Lírica, desencantada, y, a ratos morosa, Dolor y gloria también deja espacio para el descubrimiento de la belleza, los ramalazos de talento, el paso por el seminario, la lucha por la individualidad y la originalidad en un mundo condicionado por seres cercanos como su madre (Penélope Cruz de joven, Julieta Serrano, de mayor), los antiguos amores y los recuerdos, que iluminaron y a la vez ensombrecieron, su infancia y adolescencia.
Salvador es un director entrado en años pero cuya crisis creativa puede salvarse en cualquier momento cuando se reconcilia o enfrenta con sus fantasmas del ayer o encara el presente con valentía . Almodóvar llega a la radiografía de un personaje, con claros tintes autobiográficos, pero sin quitar espacio a la fantasía y la recreación poética de los episodios del pasado.

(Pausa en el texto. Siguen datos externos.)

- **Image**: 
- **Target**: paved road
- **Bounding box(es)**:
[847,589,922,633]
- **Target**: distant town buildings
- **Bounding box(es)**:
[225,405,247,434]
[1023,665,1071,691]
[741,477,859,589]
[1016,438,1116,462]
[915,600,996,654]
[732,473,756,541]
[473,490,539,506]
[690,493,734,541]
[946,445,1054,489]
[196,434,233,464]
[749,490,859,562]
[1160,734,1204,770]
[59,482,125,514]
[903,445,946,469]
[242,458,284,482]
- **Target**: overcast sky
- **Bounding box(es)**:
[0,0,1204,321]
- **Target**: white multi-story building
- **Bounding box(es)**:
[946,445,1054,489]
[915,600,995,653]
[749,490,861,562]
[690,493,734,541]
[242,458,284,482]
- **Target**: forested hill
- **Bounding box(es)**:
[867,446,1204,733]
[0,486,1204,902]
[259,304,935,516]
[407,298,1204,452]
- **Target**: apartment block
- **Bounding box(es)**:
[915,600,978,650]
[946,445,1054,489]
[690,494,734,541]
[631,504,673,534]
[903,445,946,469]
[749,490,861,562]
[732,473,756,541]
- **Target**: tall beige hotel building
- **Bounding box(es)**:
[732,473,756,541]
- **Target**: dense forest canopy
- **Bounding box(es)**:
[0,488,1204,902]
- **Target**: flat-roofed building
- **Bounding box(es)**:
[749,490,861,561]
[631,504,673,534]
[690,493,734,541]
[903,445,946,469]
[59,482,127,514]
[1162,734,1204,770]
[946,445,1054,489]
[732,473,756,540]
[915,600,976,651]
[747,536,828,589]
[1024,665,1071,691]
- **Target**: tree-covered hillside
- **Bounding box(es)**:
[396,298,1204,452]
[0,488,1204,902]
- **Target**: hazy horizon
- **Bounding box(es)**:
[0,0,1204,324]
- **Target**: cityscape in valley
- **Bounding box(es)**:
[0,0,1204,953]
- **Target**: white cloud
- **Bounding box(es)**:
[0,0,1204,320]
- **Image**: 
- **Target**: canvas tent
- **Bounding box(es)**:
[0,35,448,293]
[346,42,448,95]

Las adicciones, los antiguos amores, el primer deseo… el realizador combina la ironía con la melancolía en un filme absolutamente distinto al resto de su obra por su mezcla de sobriedad bergmaniana y por sus toques de humor en sus referencias a un pasado turbulento. Sin pelos en la lengua, Dolor y gloria tiene un cierto sabor de sinceridad y despedida, un sabor a miel y a hiel que la convierte en una ‘rara avis’ en la filmografía de su importantísimo realizador, que aquí hurga en los recuerdos y en los espectros dando como resultado una gran comedia dramática donde se mezcla lo sensual y lo gélido, el escalpelo y la poesía.